Consider bringing your own grain and hay. 

Changes in diet, specifically changes in the type of hay and grain you’re feeding, are associated with an increased risk of colic. Bringing your own hay and grain with you can be one may to minimize your horse’s colic risk on the road.

While you’re traveling, you will also want to consider the quality of the pasture where your horse will be staying. Since changing pastures or turning a horse not used to much forage out into a lush pasture can also increase your horse’s chances of colic, make sure you evaluate the pasture at your destination before turnout. If you suspect a pasture might be too lush for your horse, consider bringing a grazing muzzle or limit his pasture time while you’re traveling.  

Make sure your horse is drinking enough.

If your horse doesn’t drink, he’ll become dehydrated. Dry intestines make digestion difficult and can lead to impactions. It goes without saying that horses need access to clean, fresh water at all times So if you can’t hang a water bucket safely in your trailer, you should be stopping every 2-4 hours to give your horse water. Sometimes horses don’t drink well when they travel, and it becomes necessary to give them an electrolyte. You can also soak their grain, feed soupy mashes, or soak their hay to help increase their water intake.  
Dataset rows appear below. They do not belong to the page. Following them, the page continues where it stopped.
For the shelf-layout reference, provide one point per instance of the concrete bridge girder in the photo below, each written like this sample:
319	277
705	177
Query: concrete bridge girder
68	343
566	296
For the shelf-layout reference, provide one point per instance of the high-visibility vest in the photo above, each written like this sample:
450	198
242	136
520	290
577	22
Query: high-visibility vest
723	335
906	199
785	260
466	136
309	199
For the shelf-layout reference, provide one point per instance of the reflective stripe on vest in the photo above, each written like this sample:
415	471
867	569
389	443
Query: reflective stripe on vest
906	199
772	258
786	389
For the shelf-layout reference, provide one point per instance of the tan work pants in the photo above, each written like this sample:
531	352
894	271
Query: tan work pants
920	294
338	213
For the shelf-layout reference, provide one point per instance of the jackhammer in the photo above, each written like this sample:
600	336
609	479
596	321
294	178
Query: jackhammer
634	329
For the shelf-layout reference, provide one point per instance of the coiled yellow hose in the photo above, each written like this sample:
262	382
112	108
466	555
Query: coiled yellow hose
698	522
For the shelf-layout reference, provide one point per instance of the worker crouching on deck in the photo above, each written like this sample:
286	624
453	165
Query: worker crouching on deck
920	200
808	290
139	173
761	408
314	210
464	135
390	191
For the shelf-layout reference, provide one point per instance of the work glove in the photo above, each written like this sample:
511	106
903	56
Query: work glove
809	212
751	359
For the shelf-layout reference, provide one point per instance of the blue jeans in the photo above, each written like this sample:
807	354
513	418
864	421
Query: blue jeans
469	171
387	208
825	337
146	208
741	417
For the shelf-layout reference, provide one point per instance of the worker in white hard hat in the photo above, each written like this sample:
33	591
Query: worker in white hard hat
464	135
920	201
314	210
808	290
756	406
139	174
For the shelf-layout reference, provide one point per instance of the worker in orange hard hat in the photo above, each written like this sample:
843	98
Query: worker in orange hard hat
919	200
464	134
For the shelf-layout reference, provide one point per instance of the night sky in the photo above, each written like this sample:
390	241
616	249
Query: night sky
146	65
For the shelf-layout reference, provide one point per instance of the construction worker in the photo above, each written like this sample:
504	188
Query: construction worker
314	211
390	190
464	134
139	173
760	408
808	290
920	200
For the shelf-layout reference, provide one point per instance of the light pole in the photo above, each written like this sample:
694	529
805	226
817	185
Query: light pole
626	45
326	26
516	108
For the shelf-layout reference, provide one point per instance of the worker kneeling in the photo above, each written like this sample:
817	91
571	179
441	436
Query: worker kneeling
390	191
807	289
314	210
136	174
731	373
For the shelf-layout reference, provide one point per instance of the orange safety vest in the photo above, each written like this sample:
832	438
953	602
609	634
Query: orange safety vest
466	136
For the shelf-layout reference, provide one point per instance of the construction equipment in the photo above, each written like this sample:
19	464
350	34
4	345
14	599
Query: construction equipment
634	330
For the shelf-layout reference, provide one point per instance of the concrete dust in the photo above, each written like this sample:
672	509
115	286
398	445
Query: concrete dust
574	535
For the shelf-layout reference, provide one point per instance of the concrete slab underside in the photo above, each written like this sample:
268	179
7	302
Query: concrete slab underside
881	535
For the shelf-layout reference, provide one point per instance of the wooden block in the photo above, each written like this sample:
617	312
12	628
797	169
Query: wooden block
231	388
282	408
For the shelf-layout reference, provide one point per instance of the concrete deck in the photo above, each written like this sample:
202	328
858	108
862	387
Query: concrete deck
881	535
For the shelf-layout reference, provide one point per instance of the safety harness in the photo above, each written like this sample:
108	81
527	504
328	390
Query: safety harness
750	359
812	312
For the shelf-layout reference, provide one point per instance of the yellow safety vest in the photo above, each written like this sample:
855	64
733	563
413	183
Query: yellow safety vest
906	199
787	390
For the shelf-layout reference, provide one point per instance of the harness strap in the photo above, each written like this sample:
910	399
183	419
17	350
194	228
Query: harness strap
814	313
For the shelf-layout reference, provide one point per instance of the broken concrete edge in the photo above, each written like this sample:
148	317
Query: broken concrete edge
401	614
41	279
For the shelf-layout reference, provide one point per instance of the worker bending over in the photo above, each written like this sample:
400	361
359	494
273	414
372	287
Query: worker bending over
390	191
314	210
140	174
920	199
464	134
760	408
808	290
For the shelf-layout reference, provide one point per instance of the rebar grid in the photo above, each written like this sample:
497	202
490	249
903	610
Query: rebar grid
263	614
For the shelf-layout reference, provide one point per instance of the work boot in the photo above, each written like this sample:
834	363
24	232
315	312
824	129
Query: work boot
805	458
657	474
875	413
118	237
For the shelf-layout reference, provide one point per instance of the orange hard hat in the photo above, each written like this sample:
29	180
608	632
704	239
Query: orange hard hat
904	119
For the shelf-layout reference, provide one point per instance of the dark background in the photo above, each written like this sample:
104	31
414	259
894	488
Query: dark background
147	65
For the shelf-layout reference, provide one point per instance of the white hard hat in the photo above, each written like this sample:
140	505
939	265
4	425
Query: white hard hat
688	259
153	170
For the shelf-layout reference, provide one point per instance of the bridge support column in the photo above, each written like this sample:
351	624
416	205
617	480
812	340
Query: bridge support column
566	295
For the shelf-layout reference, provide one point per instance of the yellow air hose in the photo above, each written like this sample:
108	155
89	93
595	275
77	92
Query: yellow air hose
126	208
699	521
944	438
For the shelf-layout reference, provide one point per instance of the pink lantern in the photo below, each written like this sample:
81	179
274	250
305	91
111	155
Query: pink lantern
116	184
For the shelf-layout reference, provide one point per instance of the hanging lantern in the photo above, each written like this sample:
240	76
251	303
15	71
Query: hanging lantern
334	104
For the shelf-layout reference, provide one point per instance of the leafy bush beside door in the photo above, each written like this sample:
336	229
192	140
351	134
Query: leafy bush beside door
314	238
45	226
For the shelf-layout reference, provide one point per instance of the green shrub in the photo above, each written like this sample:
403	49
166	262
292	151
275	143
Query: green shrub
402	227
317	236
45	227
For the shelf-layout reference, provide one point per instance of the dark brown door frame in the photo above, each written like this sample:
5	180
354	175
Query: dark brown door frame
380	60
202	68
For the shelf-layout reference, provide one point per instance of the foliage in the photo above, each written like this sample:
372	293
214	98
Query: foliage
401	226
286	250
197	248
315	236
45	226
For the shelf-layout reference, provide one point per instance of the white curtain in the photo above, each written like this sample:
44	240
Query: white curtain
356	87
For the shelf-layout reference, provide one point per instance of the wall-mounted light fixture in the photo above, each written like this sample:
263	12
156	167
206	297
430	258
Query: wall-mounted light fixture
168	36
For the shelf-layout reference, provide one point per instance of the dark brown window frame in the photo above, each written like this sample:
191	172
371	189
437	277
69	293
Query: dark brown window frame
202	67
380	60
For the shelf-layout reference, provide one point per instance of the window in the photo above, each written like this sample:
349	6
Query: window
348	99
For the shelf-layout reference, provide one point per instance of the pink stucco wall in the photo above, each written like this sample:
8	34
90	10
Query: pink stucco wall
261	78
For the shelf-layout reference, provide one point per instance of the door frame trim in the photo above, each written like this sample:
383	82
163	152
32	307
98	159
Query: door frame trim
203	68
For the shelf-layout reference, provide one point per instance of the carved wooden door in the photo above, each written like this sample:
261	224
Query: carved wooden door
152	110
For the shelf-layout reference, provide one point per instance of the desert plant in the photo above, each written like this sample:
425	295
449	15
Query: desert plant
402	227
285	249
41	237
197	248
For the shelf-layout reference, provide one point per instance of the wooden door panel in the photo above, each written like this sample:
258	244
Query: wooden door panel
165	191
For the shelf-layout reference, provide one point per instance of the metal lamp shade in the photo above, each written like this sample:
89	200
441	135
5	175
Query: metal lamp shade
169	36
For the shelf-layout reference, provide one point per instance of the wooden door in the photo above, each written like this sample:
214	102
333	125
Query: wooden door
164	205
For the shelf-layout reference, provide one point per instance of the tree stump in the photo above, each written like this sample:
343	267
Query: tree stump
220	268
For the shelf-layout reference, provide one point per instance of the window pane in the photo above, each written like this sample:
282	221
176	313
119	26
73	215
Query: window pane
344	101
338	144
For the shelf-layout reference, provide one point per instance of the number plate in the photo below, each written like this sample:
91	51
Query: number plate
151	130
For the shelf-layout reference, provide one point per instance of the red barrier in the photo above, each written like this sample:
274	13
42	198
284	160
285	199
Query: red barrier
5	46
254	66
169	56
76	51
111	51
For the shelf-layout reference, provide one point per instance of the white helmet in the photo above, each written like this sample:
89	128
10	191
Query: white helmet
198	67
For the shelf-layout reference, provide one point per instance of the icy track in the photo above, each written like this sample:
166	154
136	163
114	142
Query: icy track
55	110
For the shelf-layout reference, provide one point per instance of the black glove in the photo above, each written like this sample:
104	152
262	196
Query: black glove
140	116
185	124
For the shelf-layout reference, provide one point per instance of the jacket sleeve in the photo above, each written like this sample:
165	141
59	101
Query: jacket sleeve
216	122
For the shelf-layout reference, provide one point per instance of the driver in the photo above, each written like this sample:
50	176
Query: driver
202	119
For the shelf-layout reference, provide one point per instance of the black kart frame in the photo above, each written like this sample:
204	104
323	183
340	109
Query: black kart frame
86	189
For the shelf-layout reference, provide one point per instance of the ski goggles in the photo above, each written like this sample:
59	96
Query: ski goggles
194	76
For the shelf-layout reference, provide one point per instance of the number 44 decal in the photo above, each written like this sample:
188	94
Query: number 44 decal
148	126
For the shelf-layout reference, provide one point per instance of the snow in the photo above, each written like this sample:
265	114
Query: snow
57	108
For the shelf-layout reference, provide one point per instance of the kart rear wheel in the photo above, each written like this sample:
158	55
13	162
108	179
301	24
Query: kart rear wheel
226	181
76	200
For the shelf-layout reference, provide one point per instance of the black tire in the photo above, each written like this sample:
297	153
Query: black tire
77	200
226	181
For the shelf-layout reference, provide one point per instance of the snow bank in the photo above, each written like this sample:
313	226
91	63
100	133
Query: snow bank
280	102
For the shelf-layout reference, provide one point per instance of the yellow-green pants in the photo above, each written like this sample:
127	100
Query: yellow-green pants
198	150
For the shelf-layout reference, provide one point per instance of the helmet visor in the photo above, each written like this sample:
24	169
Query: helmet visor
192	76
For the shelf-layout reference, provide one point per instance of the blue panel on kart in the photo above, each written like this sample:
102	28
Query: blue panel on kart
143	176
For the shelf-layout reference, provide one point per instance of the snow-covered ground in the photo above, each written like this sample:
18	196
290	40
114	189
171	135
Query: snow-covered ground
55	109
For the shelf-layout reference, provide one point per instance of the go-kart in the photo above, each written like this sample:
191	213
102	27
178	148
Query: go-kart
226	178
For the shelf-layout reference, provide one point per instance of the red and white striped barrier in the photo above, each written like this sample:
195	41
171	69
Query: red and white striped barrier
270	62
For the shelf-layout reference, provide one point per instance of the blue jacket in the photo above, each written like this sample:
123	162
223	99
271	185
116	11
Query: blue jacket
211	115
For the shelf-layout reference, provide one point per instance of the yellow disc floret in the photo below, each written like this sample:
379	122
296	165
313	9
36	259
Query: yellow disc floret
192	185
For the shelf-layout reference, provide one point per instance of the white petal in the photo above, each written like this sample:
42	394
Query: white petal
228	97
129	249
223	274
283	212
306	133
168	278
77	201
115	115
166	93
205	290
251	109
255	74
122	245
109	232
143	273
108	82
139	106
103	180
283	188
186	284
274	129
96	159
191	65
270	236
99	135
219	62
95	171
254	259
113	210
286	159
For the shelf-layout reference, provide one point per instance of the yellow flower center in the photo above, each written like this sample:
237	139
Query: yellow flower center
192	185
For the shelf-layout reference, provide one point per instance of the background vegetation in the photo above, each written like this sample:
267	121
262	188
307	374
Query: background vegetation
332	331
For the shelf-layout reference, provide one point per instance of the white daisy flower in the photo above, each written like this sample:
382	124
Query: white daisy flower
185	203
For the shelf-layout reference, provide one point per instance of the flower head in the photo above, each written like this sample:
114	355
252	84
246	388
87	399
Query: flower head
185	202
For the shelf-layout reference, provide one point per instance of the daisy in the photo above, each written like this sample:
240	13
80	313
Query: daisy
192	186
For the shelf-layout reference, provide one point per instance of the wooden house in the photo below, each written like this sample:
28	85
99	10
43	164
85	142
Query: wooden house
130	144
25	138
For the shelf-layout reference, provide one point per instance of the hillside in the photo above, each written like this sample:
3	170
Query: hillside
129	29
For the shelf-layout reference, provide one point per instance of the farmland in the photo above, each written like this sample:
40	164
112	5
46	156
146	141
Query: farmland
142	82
Have a list of emergency contacts for on the road. 

As you plan your route to your final destination, be sure to note veterinarians, large animal hospitals, and other places that would be able to help in case of an emergency. Keep a list of their contact information, the hours they are open, what types of cases they treat, and their physical address. 

By taking a few extra precautions, you’re ready to hit the road safely. You can enjoy your trip knowing that your proactive approach to colic prevention helps you keep your horse safe, both at home and on the road.